What I do have some experience with, though, is the very enjoyable starship battle system from Star Frontiers: Knight Hawks. Like the systems already described, it features characters taking on "bridge station" roles such as pilot, gunner and engineer.

It was a skill-based system where each character could influence the attack and defense of their ship in combat. For example, the gunner would make the attack roll with his specific weapon, but could receive a bonus to his roll if the pilot succeeded at his Increase Accuracy test.

Or the pilot could instead decide to increase the ship's maneuverability to help from being hit by enemy fire. Meanwhile, the engineer was choosing between damage control or perhaps using Stress Analysis on the enemy ship to boost the gunner's damage.

All told, I think it was those options/tactical decisions that kept everyone engaged.
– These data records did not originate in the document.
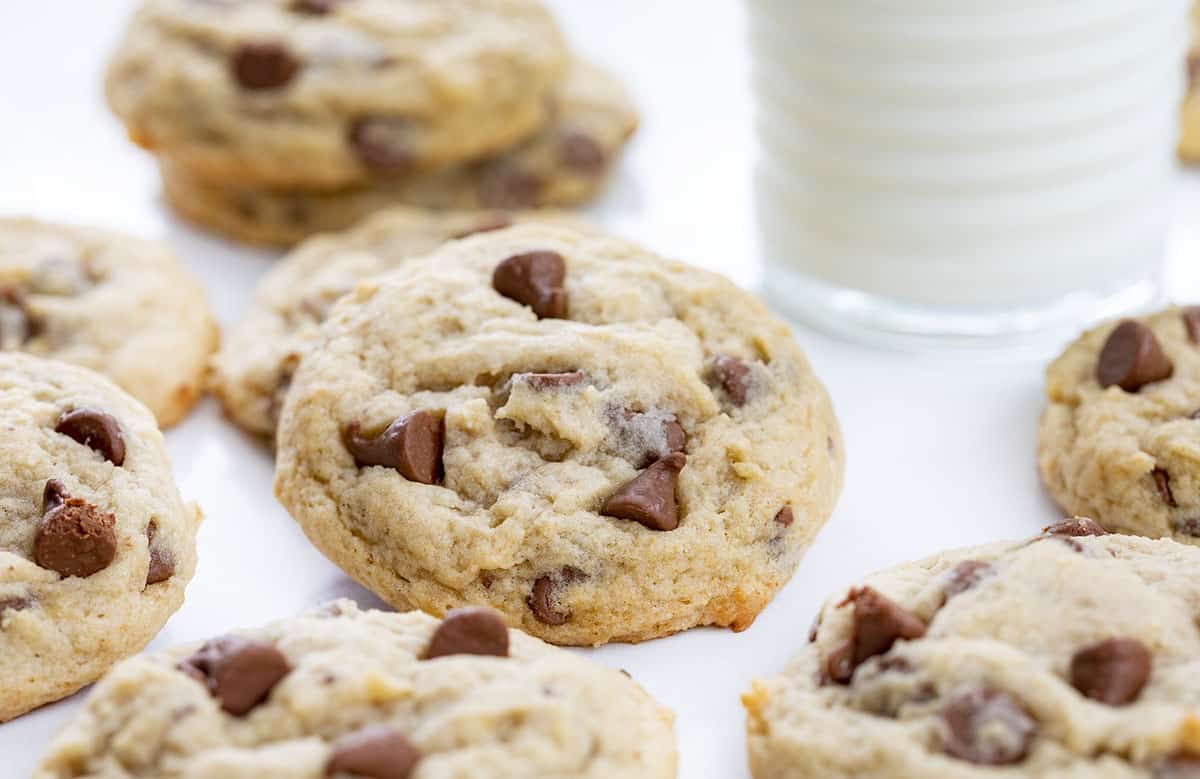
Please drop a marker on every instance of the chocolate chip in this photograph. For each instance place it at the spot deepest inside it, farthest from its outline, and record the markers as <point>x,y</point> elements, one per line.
<point>1163,484</point>
<point>411,444</point>
<point>1111,671</point>
<point>1192,322</point>
<point>376,751</point>
<point>879,623</point>
<point>543,603</point>
<point>988,727</point>
<point>96,430</point>
<point>471,630</point>
<point>1132,358</point>
<point>162,561</point>
<point>315,7</point>
<point>966,575</point>
<point>486,223</point>
<point>543,382</point>
<point>73,538</point>
<point>735,377</point>
<point>510,189</point>
<point>239,672</point>
<point>580,151</point>
<point>535,280</point>
<point>383,143</point>
<point>263,65</point>
<point>651,497</point>
<point>1077,527</point>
I only have this anecdotal story of my own gaming group, but my personal experience is that such a system is very playable and quite a bit of fun.
 

Anthony Lowe

First Post
It was a skill-based system where each character could influence the attack and defense of their ship in combat. For example, the gunner would make the attack roll with his specific weapon, but could receive a bonus to his roll if the pilot succeeded at his Increase Accuracy test.
.
My only problem with this type of system, is a lack of real choices. Having 4 out of 5 players make a binary choice (boost attack or defense) seems a little bland to me.
 

fletch137

Explorer
My only problem with this type of system, is a lack of real choices. Having 4 out of 5 players make a binary choice (boost attack or defense) seems a little bland to me.

I know it's anecdotal, but there was really no problem with my group at the time. It might have worked better because it was done in conjunction with all the other adventuring they did. After exploring and adventuring and blasting things (and even some speculative trade which didn't catch on too much) on the ground, the bridge system on their freighter was a different enough experience to hold their attentions. There wasn't a lot of co-op play planetside, so combining efforts to a single effect might have felt sufficiently unique to be un-bland.

I will also add that gaming back then didn't assume that every character was going to get in a kill shot. Just as our thieves were content to scout lairs and disarm traps with only the occasional backstab, our space medic was content to tend the wounded and identify alien organisms with only the occasional (and unskilled) blast from his missile battery. I suppose now, where rogues are based around their damage output and clerics are changed to heal WHILE they attack, modern players would be less happy with a spacer who wasn't pulling triggers or dodging lasers himself.
 

Wednesday Boy

The Nerd WhoFell to Earth
Riffing off of [MENTION=6747249]Anthony Lowe[/MENTION], maybe some sort of worker placement-like mini game would work with the crew splitting their effort to deal with whatever threat occurs each round. The GM would play situation cards that would have to be dealt with and the crew would have to deal with dodging attacks and damaged systems. The crew could have different special abilities and only affect certain ship systems. Or maybe each crew member would have a ship system that had unique "hit points" that needed to be protected or fixed to keep the system operational. It would tend towards a board game rather than an RPG but might be a way to make the crew game fun.